If you would like to be informed about the study committee meetings on this topic, please contact the Tennessee Chamber. We will need assistance in providing best practices for industrial permitting and land use.
INSURANCE MANDATE BILLS:
Tennessee Chamber opposes additional insurance mandates. Recent changes in surrounding healthcare recently have resulted in significant cost increases for all employers. Chamber members frequently note rising healthcare costs is one of their greatest concerns. The Tennessee Chamber evaluates all proposals to determine the resulting cost impact it will have on insurance prices for business.
HB 960 / SB 0991 - Rep. Bryan Terry (R- Murfreesboro) / Sen. Mark Green (R-Clarksville) Drug Formularies
As drafted this legislation proposes a "frozen formulary" to annual health insurance plans, locking in a preferred drug's pricing for the entire year. It is a drug coverage mandate that will prevent insurance companies from negotiating prescription drug prices to be cost effective for their patients. The result will drive up pharmaceutical costs, and thus, insurance premiums for all private employers and individuals. Healthcare mandates at the state level add costs to individual and small group plans and creates a challenging environment for Tennessee business to afford healthcare plans for their employees.

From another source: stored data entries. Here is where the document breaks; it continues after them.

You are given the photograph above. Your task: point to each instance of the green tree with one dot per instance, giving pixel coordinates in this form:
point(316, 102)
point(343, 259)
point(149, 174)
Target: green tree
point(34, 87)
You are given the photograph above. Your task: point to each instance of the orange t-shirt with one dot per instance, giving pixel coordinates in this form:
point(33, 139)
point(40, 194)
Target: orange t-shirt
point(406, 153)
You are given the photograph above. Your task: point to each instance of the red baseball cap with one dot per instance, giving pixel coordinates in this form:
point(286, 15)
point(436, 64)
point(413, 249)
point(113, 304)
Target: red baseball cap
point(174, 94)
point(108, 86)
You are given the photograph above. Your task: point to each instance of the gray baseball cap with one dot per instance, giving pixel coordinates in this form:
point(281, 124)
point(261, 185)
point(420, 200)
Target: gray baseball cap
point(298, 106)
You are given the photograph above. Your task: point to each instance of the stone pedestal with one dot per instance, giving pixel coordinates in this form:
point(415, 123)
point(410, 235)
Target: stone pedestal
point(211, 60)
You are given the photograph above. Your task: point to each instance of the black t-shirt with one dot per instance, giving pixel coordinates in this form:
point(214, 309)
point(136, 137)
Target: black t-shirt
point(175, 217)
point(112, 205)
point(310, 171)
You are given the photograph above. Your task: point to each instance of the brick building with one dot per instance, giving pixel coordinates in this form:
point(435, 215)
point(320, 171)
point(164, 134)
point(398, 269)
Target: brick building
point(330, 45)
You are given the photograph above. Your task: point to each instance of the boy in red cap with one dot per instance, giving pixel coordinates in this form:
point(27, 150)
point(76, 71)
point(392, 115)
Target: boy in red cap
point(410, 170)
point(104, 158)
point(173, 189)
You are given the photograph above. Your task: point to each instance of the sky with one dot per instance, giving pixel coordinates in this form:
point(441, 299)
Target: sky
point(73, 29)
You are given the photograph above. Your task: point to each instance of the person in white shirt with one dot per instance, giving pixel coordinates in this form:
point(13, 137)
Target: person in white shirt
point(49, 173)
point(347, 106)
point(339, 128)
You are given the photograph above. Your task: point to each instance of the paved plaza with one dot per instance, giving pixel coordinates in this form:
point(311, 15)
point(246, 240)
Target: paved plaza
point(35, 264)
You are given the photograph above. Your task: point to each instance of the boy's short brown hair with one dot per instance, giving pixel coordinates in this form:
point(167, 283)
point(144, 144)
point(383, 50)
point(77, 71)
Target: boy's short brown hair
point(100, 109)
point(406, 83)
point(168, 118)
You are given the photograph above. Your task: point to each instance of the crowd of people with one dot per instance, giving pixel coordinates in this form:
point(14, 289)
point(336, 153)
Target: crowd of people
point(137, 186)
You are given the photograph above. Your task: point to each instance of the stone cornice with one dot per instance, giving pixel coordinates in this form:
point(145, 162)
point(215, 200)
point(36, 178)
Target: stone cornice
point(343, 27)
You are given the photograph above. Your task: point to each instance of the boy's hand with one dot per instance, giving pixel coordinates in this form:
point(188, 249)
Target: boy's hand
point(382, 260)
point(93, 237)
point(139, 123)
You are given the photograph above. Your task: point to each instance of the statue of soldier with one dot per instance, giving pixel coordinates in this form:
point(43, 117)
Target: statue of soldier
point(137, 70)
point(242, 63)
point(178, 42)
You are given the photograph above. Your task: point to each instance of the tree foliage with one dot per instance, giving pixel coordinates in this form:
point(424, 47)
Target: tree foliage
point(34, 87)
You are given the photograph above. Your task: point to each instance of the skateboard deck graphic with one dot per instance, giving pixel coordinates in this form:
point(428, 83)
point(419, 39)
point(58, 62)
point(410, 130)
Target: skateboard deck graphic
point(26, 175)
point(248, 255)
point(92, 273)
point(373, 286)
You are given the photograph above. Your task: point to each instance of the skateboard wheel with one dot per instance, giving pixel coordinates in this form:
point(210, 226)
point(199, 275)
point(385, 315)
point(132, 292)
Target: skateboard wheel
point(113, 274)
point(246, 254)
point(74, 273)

SB 0922 / HB 1059 - Sen. Bill Ketron (R- Murfreesboro) / Rep. Lamberth (R-Cottontown) Mandate for Oral Chemotherapy
Requires health insurance to charge patients the same amount for anti-cancer drugs regardless of whether or not they cost the same. States the drugs must be comparable, whether given intravenously or taken orally in pill form.
The Tennessee Chamber opposes this mandate, the bill does not consider whether the pharmaceutical company, hospital or pharmacy may charge different prices for these medications. Patients are only required to pay $150 for a month's supply. As written the legislation does not apply to health insurance purchased through the Affordable Care Act (Obamacare).
Outcome: House and Senate version to be heard in committee this week (4/3 or 4/4).
HB1029 / SB 1049 - Rep. Susan Lynn (R-Mt. Juliet) / Sen. Janice Bowling (R-Tullahoma) Mandates on Certain Industrial Chemicals
This legislation purposes to ban several chemicals that are used as flame retardants. It places unneeded mandates on manufacturers of clothing, upholstery and furniture that use flame retardants. Retailers would also have to meet certain standards and become liable if products were not marked correctly.
Tennessee Chamber opposes these unnecessary mandates that drive up the cost of doing business. Chemicals that are used as flame retardants are heavily federally regulated, adding an additional layer of inspections, certifications and fees is completely unnecessary. These types of chemicals are approved and have been determined to be safe to use. Further, chemicals used in consumer products, when they are scientifically determined to be unsafe are immediately taken off the market (often by the manufacturers themselves).
Outcome: DEFEATED: This bill will not be heard in 2017. The House sponsor requested that it be taken off notice and the Senate sponsor has not requested that it be scheduled.
Committees that have closed:
Senate Energy, Agriculture & Natural Resources committee
House Business & Utilities subcommittee
We anticipate more committees will close in the week ahead.